A one-dimensional moving-boundary model for tubulin-driven axonal growth

TL;DR

This paper introduces a one-dimensional continuum-mechanical model for axonal growth driven by tubulin assembly, analyzing steady states, stability, and concentration distributions to understand axon elongation dynamics.

Contribution

It develops a coupled differential equation model for tubulin transport and axon elongation, providing explicit steady-state solutions and stability analysis based on biological parameters.

Findings

Multiple steady states can exist for axon length.

The shorter steady state is unstable, the longer is stable.

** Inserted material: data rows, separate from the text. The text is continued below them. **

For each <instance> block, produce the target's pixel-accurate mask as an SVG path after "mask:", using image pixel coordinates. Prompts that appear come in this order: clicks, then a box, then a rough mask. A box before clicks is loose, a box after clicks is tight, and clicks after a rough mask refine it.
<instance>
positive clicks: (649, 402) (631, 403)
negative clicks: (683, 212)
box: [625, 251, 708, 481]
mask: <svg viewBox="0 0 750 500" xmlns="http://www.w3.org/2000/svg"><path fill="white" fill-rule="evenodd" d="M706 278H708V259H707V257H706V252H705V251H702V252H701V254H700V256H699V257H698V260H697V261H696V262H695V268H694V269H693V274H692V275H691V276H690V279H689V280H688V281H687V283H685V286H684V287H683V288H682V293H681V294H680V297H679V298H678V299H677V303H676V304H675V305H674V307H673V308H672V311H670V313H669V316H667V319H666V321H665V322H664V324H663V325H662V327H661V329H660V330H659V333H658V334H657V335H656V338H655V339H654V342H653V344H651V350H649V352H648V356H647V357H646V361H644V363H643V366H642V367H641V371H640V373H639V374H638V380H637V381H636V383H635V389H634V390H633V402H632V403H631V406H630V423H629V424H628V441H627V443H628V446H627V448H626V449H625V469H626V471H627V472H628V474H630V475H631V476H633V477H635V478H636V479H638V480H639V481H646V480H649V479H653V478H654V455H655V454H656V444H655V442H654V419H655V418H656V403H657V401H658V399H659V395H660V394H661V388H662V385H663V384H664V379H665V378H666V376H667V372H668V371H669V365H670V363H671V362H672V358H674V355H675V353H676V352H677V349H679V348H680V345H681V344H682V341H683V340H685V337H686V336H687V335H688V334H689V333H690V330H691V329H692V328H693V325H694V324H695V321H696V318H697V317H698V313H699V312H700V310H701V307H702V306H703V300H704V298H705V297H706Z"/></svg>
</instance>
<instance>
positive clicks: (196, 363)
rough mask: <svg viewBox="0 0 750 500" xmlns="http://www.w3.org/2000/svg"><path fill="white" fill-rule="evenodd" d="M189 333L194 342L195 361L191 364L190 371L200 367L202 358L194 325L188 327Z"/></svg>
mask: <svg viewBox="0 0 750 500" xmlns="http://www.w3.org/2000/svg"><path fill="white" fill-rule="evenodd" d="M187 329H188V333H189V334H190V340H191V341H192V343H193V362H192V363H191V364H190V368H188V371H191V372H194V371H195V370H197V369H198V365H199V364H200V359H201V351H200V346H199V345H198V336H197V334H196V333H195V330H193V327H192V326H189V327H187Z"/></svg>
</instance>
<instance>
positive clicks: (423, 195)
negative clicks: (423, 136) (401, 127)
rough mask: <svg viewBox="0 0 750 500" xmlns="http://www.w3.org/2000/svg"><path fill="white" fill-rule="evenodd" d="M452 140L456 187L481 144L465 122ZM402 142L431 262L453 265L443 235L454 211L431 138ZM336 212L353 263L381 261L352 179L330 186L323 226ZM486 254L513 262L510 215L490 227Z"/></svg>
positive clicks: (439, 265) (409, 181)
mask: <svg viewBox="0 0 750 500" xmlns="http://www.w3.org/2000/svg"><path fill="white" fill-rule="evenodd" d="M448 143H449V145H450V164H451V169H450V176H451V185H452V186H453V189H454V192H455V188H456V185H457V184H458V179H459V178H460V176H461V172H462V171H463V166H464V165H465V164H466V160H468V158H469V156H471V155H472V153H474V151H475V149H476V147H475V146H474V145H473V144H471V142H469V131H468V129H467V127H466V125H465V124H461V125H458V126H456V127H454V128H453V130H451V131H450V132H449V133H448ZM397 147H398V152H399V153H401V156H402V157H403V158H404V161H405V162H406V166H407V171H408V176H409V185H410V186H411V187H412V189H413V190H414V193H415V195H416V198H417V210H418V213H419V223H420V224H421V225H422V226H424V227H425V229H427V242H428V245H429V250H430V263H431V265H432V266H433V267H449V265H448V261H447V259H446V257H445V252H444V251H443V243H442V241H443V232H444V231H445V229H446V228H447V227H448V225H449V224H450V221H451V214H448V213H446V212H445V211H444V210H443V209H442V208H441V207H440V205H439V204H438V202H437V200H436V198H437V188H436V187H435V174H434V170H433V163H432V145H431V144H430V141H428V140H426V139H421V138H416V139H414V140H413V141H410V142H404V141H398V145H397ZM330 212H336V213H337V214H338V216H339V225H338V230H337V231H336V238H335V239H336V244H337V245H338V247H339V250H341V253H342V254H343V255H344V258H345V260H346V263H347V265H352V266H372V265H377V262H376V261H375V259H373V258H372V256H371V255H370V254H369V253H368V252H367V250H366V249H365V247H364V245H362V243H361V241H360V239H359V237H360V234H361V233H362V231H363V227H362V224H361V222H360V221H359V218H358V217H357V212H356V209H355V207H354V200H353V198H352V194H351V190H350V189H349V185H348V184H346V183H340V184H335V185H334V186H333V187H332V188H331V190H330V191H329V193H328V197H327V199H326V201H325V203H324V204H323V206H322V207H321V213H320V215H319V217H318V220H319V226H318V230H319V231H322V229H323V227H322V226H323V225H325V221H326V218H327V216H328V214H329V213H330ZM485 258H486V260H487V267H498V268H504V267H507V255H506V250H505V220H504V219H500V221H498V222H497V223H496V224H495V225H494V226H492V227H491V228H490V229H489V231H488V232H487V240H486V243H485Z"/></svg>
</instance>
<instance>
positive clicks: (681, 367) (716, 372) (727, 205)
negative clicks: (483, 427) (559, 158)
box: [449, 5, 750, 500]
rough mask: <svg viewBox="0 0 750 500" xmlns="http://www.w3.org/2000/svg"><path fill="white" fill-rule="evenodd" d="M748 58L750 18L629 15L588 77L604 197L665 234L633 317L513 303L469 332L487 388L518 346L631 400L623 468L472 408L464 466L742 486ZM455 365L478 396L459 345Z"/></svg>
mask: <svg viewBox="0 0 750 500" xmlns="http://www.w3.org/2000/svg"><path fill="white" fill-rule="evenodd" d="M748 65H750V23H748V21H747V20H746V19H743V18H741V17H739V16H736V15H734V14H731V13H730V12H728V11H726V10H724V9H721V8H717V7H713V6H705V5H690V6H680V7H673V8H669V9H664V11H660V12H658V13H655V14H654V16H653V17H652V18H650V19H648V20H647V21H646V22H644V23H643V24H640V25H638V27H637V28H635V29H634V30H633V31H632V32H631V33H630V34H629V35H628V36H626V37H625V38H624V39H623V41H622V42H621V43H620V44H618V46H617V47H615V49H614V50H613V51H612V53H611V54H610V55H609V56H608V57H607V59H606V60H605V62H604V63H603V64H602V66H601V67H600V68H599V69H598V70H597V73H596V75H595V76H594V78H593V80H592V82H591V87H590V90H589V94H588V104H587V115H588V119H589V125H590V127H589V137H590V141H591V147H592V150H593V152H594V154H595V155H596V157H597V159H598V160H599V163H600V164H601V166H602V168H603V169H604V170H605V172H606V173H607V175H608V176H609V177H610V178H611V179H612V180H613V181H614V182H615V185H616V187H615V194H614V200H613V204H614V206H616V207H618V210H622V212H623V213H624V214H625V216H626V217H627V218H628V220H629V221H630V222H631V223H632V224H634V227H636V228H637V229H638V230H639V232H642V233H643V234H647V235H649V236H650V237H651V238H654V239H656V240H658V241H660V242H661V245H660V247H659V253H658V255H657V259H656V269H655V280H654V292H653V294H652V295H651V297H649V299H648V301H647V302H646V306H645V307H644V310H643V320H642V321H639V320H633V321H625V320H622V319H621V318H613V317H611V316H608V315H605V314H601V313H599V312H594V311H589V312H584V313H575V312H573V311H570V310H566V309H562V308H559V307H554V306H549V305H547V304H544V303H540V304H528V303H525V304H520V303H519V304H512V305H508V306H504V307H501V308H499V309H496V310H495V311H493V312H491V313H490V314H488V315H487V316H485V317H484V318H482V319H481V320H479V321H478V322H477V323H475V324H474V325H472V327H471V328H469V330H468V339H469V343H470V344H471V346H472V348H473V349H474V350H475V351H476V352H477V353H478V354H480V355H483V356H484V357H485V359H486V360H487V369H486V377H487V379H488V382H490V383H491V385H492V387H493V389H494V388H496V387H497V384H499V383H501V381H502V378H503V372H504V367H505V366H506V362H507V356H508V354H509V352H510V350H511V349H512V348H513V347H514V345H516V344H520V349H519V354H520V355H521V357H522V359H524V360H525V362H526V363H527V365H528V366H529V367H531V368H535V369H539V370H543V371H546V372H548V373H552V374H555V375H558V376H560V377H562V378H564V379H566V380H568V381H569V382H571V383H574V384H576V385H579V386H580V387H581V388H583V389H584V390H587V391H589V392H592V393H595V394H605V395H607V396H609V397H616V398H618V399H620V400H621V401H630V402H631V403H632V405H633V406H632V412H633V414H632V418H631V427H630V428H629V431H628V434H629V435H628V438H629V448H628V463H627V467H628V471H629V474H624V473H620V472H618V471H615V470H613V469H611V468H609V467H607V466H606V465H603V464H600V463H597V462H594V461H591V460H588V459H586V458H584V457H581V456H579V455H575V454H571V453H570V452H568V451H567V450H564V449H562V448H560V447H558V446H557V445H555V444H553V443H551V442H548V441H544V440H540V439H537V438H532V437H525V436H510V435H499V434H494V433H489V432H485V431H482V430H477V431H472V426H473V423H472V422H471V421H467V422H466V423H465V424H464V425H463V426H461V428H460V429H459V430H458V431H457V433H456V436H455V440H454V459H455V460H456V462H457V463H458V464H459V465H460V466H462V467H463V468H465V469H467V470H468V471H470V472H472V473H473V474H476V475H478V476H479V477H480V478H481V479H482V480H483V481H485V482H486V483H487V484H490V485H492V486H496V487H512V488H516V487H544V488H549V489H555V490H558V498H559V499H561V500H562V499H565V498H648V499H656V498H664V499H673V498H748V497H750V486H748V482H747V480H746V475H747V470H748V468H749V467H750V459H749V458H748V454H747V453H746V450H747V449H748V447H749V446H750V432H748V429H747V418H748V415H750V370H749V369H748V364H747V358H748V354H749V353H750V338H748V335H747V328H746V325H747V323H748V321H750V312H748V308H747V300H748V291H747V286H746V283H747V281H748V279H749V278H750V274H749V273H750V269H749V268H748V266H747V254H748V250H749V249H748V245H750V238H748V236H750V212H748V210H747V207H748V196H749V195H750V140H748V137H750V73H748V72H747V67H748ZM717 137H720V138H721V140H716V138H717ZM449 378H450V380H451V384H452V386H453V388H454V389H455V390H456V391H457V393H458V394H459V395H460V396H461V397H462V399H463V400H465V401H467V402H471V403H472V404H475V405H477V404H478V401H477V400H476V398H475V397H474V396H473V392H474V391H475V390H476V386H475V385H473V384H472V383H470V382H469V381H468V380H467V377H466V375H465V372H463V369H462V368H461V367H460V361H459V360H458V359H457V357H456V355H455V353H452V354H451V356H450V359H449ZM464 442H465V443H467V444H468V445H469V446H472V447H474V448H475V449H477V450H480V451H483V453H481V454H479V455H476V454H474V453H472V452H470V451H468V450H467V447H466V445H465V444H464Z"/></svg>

Free tubulin concentration is often lower in the axon than in soma and growth cone.

Abstract

A one-dimensional continuum-mechanical model of axonal elongation due to assembly of tubulin dimers in the growth cone is presented. The conservation of mass leads to a coupled system of three differential equations. A partial differential equation models the dynamic and spatial behaviour of the concentration of tubulin that is transported along the axon from the soma to the growth cone. Two ordinary differential equations describe the time-variation of the concentration of free tubulin in the growth cone and the speed of elongation, respectively. All steady-state solutions of the model are categorized. Given a set of the biological parameter values, it is shown how one easily can infer whether there exist zero, one or two steady-state solutions and directly determine the possible steady-state lengths of the axon. Explicit expressions are given for each stationary concentration distribution. It is thereby easy to examine the influence of each biological parameter on a steady state. Numerical simulations indicate that when there exist two steady states, the one with shorter axon length is unstable and the longer is stable. Another result is that, for nominal parameter values extracted from literature, in a large portion of a fully grown axon the concentration of free tubulin is lower than both concentrations in the soma and in the growth cone.